History Repeating itself as farce

Policies of the Stormont Executive parties converging


How often have we heard the phrase from Marx's ‘Eighteenth Brumaire of Louis Napoleon’, that history repeats itself ‘... first as tragedy, then as farce’? That the axiom is overused is hardly surprising since it has been proven accurate so often and rarely more so than when applied to the current administration in Stormont. Once we were afflicted with an uncompromising Unionist regime that governed the six counties with scant regard for democracy and creating misery for many.  In its place we now have an administration that appears intent, instead, on making itself a byword for banality and ridicule.

The Lords Craig and Brookeborough must be turning in their marble tombs as the state they created is now home to what might charitably be described as a political circus. For pure farce it would be difficult to out-do the most recent brouhaha following revelations that a Sinn Fein MLA had coached flag waving loyalist Jamie Bryson prior to the young unionist giving evidence at a committee hearing investigating the Nama scandal. The only redeeming feature of the affair was the MLA’s immediate and exemplary resignation when found to have transgressed; an act of integrity almost unprecedented in northern political life where a mule-headed refusal to accept blame for any misconduct is more often the norm.
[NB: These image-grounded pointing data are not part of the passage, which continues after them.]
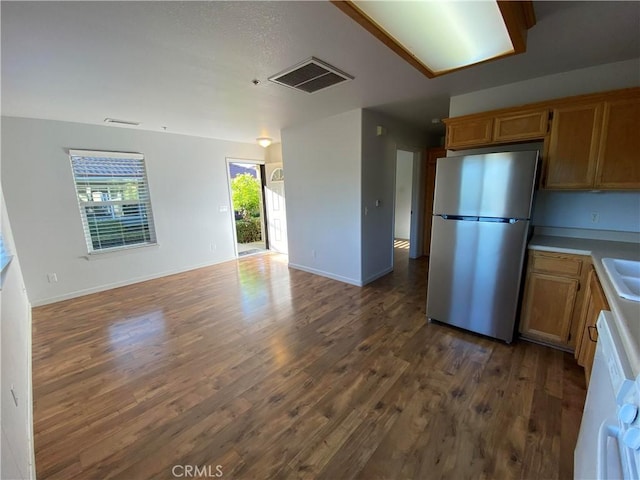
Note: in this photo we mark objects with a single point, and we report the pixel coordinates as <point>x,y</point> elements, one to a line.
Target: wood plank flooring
<point>250,370</point>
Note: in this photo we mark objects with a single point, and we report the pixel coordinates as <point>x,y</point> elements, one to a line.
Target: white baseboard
<point>123,283</point>
<point>322,273</point>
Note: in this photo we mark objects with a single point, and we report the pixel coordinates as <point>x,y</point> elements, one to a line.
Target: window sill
<point>104,254</point>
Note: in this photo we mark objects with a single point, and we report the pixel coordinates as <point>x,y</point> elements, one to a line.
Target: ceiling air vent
<point>310,76</point>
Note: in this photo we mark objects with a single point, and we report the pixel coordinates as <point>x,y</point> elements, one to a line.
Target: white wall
<point>16,442</point>
<point>188,185</point>
<point>600,78</point>
<point>619,211</point>
<point>322,179</point>
<point>404,183</point>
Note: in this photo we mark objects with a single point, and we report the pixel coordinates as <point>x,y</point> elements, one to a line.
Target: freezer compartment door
<point>475,270</point>
<point>490,185</point>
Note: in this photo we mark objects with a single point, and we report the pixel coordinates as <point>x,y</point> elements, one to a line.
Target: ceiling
<point>189,66</point>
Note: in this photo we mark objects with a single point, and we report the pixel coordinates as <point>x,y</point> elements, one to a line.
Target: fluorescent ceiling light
<point>264,141</point>
<point>438,37</point>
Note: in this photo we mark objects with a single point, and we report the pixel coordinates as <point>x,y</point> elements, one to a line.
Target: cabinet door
<point>521,126</point>
<point>573,147</point>
<point>467,133</point>
<point>594,303</point>
<point>548,307</point>
<point>619,153</point>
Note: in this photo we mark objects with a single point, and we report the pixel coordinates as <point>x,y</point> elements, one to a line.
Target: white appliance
<point>608,444</point>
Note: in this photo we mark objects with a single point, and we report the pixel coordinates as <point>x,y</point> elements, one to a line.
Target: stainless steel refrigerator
<point>481,213</point>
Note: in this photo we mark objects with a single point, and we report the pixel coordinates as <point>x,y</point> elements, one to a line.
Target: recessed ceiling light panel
<point>438,37</point>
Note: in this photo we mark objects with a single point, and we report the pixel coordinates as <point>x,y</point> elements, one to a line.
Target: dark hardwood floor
<point>249,370</point>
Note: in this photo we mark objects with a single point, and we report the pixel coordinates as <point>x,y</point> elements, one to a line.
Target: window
<point>113,195</point>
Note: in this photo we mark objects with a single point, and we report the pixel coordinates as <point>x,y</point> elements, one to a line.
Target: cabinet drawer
<point>570,266</point>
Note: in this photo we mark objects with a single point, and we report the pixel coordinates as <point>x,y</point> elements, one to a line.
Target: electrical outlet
<point>14,395</point>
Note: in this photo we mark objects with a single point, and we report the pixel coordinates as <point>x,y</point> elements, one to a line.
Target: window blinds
<point>113,195</point>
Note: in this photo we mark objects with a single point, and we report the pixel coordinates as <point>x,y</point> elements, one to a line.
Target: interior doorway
<point>246,182</point>
<point>407,205</point>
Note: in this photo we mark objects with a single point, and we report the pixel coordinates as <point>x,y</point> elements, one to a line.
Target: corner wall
<point>322,180</point>
<point>16,420</point>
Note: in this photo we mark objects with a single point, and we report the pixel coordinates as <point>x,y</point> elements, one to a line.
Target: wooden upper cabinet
<point>520,126</point>
<point>469,133</point>
<point>573,146</point>
<point>591,142</point>
<point>619,150</point>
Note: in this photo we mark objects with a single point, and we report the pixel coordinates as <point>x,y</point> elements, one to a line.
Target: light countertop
<point>626,312</point>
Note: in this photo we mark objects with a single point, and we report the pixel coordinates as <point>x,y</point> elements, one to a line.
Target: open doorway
<point>246,181</point>
<point>406,231</point>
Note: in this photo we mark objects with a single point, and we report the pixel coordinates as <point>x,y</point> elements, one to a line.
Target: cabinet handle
<point>594,337</point>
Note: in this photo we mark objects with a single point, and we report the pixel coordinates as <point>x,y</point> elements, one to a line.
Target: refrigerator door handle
<point>465,218</point>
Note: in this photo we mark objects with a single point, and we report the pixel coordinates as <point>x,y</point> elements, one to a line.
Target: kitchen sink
<point>625,276</point>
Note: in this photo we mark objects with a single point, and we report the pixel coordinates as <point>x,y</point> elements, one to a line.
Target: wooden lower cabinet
<point>594,302</point>
<point>553,296</point>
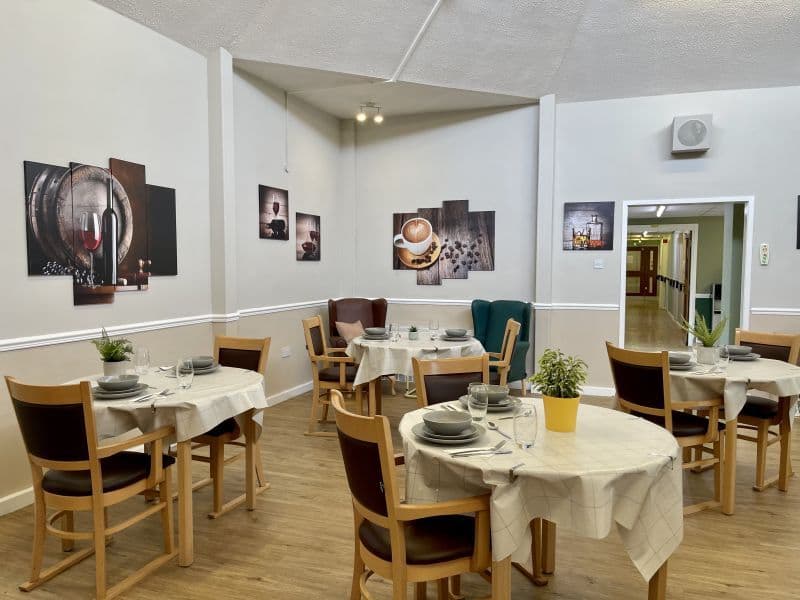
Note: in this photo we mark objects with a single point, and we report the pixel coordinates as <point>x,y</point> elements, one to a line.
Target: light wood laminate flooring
<point>298,543</point>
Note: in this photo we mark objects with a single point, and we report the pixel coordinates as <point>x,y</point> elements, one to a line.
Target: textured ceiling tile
<point>510,47</point>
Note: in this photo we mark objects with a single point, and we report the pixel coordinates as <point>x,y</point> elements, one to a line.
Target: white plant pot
<point>706,355</point>
<point>116,368</point>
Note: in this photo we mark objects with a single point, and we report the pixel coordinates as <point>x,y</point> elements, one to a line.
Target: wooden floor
<point>297,544</point>
<point>648,327</point>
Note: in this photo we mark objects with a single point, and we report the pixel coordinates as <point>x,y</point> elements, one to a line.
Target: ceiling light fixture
<point>367,110</point>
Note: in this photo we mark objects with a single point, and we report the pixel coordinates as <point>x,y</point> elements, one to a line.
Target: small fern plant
<point>700,330</point>
<point>559,375</point>
<point>112,349</point>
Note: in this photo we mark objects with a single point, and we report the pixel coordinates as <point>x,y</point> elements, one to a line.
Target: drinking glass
<point>184,372</point>
<point>141,361</point>
<point>526,424</point>
<point>91,236</point>
<point>478,401</point>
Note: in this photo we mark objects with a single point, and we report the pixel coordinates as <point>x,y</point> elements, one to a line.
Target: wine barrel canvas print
<point>104,227</point>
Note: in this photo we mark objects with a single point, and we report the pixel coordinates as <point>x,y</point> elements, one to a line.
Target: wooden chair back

As well as the titillation provided by the Namagate coaching scandal, Stormont’s second coming contributes daily to the surrealism that surrounds Assembly business, indicating that it is more about optics than substance. Deprived of overall or full authority, due in large part to the absence of fiscal control, the Assembly (or the Executive at any rate) is now striving to maintain its existence at all costs, often paying less attention to living conditions for its electorate than to its own fortunes.

One result of this is that the two main parties have agreed on a curious modus vivendi that provides for a distinctly Northern Irish version of bicameralism. Instead of having two chambers, Stormont has effectively two arenas, one for designated areas of public disagreement and the other providing for an underlying consensus on economic policy. Readers of this newspaper hardly need reminding of the often-reported areas of disagreement in the North. Less obvious perhaps is the extent to which a neoliberal consensus underpinning the political institutions has led to a virtual policy convergence on economic matters. 

Just how close the two main parties are in these terms was highlighted recently in a joint letter[1] from First Minster Arlene Foster and Deputy First Minister Martin McGuinness to British Prime Minister Theresa May. In spite of angry denials, the First Minster had apparently performed a dramatic u-turn in relation to the European Union. Notwithstanding her enthusiastic support (and that of her party) for the Brexit campaign to leave the EU, Ms Foster has, in the letter to Downing Street, shifted her position on Brussels to one that appears not unlike that of Sinn Fein. The extent of the DUP leader’s about-turn is evidenced by no less than four references in the letter to the benefits supposedly accruing to Northern Ireland from EU membership.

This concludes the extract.